A record-breaking flood has hit the Australian state of Queensland - with residents of one town told to limit movements due to crocodiles in the water.
Around 100 residents of the remote town of Burketown, some 1,300 miles northwest of Brisbane, were airlifted out of the area following heavy rainfall.
Queensland Police warned displaced residents not to attempt to return to their homes due to crocodile-infested waters.
“Due to the current conditions, it is unsafe for displaced people to return to their homes and police remind residents to limit movement in the flood water due to unseen hazards and recent crocodile sightings,” officers said.
The force also released footage of its officers rescuing a baby kangaroo in high waters around the town, and releasing it onto dry land. It said the kangaroo was moments away from crocodiles, “a timely reminder to stay out of floodwaters as you never know what is lurking beneath”.
Aerial images of Burketown showed properties and swathes of land submerged.
Dan McKinlay, chief executive of the local council responsible for the area, said on Sunday that 97 residents had been airlifted out in the past 48 hours.
Water levels in the area were “at heights not previously known" and the town looked like it was “sitting in the middle of an ocean", he told ABC radio.
Australia’s Bureau of Meteorology predicted water levels in the area would peak on Sunday.

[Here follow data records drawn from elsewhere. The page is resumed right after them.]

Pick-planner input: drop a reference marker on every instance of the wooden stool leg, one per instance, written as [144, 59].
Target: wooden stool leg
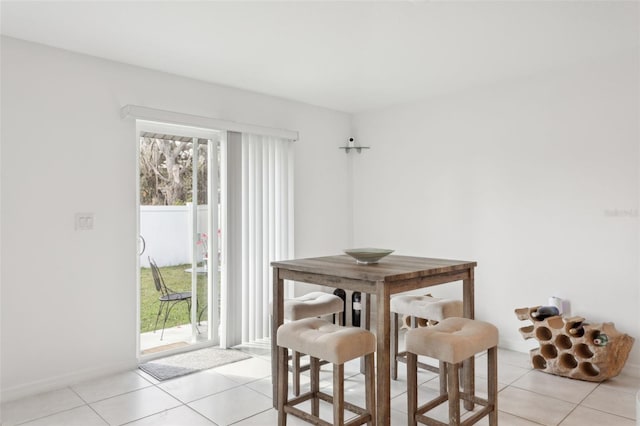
[370, 388]
[283, 384]
[493, 384]
[412, 388]
[338, 394]
[442, 367]
[314, 369]
[394, 345]
[454, 394]
[295, 363]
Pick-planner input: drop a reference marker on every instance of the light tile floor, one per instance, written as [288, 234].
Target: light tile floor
[239, 394]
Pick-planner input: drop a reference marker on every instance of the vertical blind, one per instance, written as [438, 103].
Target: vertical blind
[267, 225]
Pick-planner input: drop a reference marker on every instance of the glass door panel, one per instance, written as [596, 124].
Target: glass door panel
[178, 175]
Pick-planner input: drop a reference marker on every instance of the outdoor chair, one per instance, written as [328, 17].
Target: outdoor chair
[168, 298]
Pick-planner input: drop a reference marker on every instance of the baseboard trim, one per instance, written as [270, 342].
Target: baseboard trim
[62, 381]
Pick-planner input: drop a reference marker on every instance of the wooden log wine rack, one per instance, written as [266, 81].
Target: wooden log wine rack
[575, 355]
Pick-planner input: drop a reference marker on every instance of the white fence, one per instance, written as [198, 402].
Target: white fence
[167, 234]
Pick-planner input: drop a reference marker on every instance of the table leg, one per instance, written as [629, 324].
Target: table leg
[383, 329]
[277, 318]
[365, 322]
[468, 366]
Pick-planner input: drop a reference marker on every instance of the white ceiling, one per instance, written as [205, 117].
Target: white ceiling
[347, 56]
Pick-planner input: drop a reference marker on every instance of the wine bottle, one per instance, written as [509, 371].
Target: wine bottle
[600, 339]
[545, 312]
[356, 308]
[342, 295]
[576, 329]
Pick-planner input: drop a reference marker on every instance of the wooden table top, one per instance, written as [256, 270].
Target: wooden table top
[390, 268]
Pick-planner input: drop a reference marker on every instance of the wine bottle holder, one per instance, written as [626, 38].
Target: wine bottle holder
[575, 356]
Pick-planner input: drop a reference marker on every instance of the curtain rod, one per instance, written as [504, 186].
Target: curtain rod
[153, 114]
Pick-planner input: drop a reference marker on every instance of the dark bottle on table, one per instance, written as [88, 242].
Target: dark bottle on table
[356, 308]
[342, 295]
[544, 312]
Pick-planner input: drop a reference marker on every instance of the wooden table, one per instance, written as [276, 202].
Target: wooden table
[393, 274]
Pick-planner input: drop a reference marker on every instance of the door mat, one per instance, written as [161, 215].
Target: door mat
[191, 362]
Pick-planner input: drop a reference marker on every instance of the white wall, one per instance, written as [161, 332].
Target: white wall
[167, 234]
[535, 178]
[68, 298]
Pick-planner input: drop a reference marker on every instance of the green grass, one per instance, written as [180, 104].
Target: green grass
[176, 279]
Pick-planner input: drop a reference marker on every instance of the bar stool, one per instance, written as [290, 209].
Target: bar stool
[425, 307]
[322, 340]
[314, 304]
[452, 341]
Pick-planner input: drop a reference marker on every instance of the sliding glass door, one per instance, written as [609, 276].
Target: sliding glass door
[179, 204]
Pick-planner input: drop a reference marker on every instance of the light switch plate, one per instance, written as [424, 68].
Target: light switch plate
[84, 221]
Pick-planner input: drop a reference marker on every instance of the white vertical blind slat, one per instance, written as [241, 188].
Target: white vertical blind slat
[266, 169]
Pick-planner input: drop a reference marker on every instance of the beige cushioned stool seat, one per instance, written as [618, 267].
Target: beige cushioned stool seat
[453, 339]
[325, 340]
[428, 307]
[314, 304]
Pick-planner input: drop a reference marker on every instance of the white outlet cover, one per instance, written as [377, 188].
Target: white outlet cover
[84, 221]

It said the flood had already topped a March 2011 record of 6.78 metres (22.2 feet).
Queensland’s Gulf country has been hit by massive downpours over the past week, with Burketown receiving 293 mm of rain across Friday and Saturday alone.
The crisis comes after frequent flooding in Australia’s east over the last two years due to a multi-year La Nina weather event, including once-in-a-century floods that hit remote areas in the neighbouring Northern Territory, in January.
The Bureau of Meteorology expected the weather event to continue this week, but said it was now in a “receding" phase.